Model Overview
Sandeep0079/model_sft_resta is a 1.5 billion parameter language model created by Sandeep0079 through a merge of pre-trained models using the MergeKit tool. This model leverages the Linear merge method to combine the capabilities of three distinct components:
- A base instruction-tuned model:
Qwen/Qwen2.5-1.5B-Instruct - Two local models:
./full_sft_model and ./full_harmful_model
Merge Configuration
The merge was performed with specific weighting to influence the final model's characteristics. The Qwen/Qwen2.5-1.5B-Instruct component and ./full_sft_model were given positive weights (0.35 and 1.0 respectively), while ./full_harmful_model was assigned a negative weight (-0.35). This configuration suggests an intent to integrate instruction-following capabilities while potentially mitigating or modifying certain behavioral aspects introduced by the 'harmful' model component.
Key Characteristics
- Parameter Count: 1.5 billion parameters, offering a balance between performance and computational efficiency.

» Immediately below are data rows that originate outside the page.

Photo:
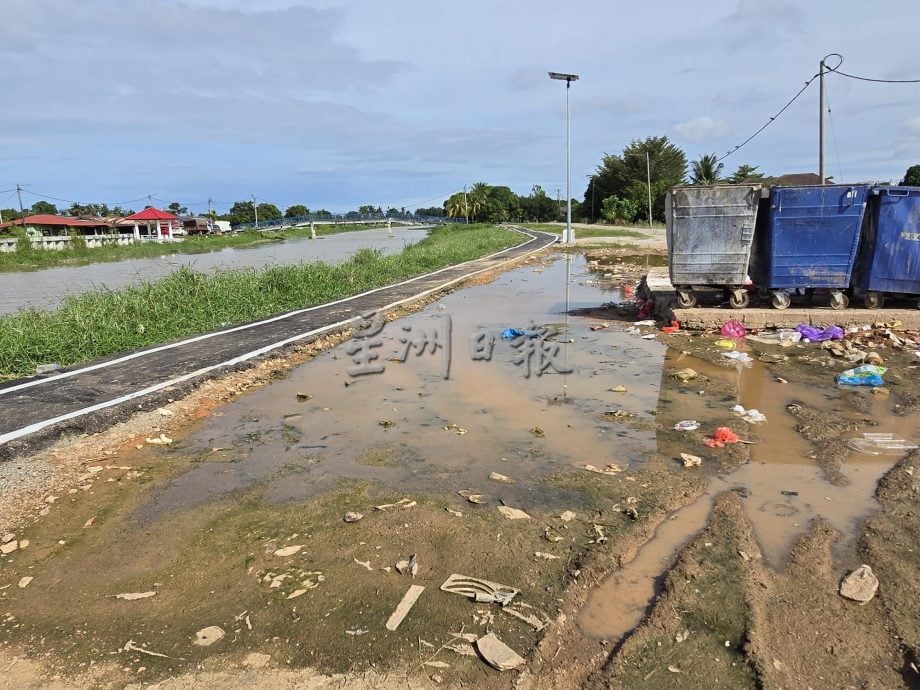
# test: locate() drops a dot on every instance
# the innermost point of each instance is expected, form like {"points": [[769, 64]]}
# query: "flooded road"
{"points": [[281, 465], [44, 289]]}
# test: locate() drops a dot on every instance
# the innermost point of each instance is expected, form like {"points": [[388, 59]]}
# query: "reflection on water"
{"points": [[293, 449], [45, 288]]}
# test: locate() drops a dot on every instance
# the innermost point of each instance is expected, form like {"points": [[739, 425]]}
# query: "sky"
{"points": [[338, 103]]}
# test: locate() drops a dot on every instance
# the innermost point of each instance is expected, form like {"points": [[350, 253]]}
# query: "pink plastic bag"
{"points": [[733, 329]]}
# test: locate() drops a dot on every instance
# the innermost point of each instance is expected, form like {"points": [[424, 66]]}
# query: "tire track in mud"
{"points": [[90, 398]]}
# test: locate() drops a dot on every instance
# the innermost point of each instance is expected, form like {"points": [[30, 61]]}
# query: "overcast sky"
{"points": [[337, 103]]}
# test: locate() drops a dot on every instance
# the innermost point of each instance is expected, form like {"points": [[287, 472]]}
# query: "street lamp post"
{"points": [[568, 79]]}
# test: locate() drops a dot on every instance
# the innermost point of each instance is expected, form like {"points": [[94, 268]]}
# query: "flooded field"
{"points": [[546, 464]]}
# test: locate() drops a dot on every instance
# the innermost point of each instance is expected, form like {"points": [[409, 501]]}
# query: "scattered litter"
{"points": [[408, 567], [600, 537], [133, 596], [208, 636], [529, 618], [733, 329], [722, 437], [684, 374], [408, 601], [880, 444], [691, 460], [551, 535], [498, 654], [739, 357], [288, 550], [479, 590], [673, 327], [401, 503], [610, 468], [512, 333], [546, 556], [860, 585], [866, 375], [436, 664], [513, 513], [751, 416], [814, 335], [131, 647], [470, 496], [161, 440]]}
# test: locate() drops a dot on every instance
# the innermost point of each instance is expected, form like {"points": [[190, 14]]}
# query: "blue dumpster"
{"points": [[889, 260], [710, 230], [808, 238]]}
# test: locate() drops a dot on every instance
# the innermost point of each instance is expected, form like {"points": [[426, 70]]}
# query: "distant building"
{"points": [[48, 225]]}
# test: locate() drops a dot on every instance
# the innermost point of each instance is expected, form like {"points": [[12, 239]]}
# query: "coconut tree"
{"points": [[706, 170]]}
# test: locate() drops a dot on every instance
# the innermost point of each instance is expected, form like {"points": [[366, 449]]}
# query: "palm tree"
{"points": [[706, 170]]}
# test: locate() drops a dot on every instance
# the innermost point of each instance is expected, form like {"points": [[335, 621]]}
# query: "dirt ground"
{"points": [[724, 579]]}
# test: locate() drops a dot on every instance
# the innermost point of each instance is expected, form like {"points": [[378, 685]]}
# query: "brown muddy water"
{"points": [[410, 431]]}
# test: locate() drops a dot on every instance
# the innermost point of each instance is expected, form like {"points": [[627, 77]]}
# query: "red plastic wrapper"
{"points": [[721, 437], [733, 329]]}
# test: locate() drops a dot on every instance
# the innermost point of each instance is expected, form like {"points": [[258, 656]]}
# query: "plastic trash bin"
{"points": [[710, 230], [889, 260], [808, 238]]}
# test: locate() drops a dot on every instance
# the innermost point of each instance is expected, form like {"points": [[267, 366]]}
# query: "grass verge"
{"points": [[186, 302]]}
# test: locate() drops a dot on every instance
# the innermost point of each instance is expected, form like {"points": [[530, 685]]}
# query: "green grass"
{"points": [[580, 232], [80, 255], [186, 302]]}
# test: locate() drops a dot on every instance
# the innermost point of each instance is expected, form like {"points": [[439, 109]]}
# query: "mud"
{"points": [[275, 457]]}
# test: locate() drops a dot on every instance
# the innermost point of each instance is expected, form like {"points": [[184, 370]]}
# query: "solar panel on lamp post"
{"points": [[569, 237]]}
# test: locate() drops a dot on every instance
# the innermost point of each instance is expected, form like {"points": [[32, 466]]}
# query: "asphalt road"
{"points": [[92, 397]]}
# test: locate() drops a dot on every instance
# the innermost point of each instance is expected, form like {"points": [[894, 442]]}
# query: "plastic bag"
{"points": [[866, 375], [733, 329], [817, 336]]}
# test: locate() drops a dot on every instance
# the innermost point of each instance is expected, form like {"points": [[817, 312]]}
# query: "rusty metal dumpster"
{"points": [[889, 259], [807, 238], [710, 230]]}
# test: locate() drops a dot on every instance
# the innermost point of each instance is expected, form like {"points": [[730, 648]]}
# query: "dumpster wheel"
{"points": [[686, 299], [780, 299], [739, 299], [839, 300], [874, 300]]}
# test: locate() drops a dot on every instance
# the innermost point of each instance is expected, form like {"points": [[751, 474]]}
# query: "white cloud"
{"points": [[699, 128]]}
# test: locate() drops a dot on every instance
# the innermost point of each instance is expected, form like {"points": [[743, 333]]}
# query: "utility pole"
{"points": [[821, 121], [648, 168], [22, 213]]}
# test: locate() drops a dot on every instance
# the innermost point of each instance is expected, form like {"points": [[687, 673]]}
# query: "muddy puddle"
{"points": [[282, 464]]}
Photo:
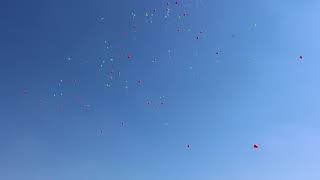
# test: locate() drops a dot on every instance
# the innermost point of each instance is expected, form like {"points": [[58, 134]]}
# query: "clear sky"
{"points": [[141, 90]]}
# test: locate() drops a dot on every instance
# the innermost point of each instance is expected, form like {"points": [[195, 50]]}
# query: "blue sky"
{"points": [[73, 108]]}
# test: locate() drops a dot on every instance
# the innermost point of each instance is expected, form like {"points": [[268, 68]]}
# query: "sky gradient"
{"points": [[106, 89]]}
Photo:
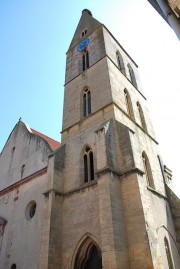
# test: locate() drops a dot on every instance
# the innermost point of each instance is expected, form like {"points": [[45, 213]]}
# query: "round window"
{"points": [[30, 210]]}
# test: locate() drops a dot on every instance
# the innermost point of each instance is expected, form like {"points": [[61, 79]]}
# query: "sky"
{"points": [[35, 36]]}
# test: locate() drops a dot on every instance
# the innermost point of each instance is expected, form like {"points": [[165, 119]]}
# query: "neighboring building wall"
{"points": [[21, 241], [22, 149], [23, 167]]}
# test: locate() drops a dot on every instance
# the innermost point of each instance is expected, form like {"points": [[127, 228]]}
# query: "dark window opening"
{"points": [[120, 63], [22, 170], [85, 168], [91, 166], [89, 258], [88, 165], [85, 60], [132, 76], [86, 103], [32, 211], [147, 170]]}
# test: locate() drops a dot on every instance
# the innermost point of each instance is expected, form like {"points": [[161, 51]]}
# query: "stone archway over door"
{"points": [[88, 256]]}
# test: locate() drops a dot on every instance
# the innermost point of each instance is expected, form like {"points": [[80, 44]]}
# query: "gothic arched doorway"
{"points": [[88, 256]]}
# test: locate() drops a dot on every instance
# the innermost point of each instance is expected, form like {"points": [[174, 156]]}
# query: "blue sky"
{"points": [[35, 36]]}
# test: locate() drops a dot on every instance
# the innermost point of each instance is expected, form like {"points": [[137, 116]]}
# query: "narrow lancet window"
{"points": [[88, 165], [120, 63], [22, 170], [147, 170], [141, 115], [132, 76], [86, 102], [85, 60], [128, 104]]}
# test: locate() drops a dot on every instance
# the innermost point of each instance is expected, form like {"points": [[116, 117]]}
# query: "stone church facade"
{"points": [[103, 197]]}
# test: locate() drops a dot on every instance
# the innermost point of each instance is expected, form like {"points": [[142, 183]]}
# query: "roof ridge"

- Context Length: Supports a substantial context window of 32768 tokens, enabling processing of longer inputs and maintaining conversational coherence over extended interactions.
- Merge Method: Utilizes the Linear merge method, which combines model weights directly based on specified coefficients.
Potential Use Cases
This model is suitable for developers looking for a compact, instruction-tuned model with custom behavioral adjustments. Its architecture makes it potentially useful for:
- Applications requiring a modified response profile from a base Qwen model.
- Experiments in model merging to fine-tune specific output characteristics.
- General instruction-following tasks where a 1.5B parameter model is sufficient.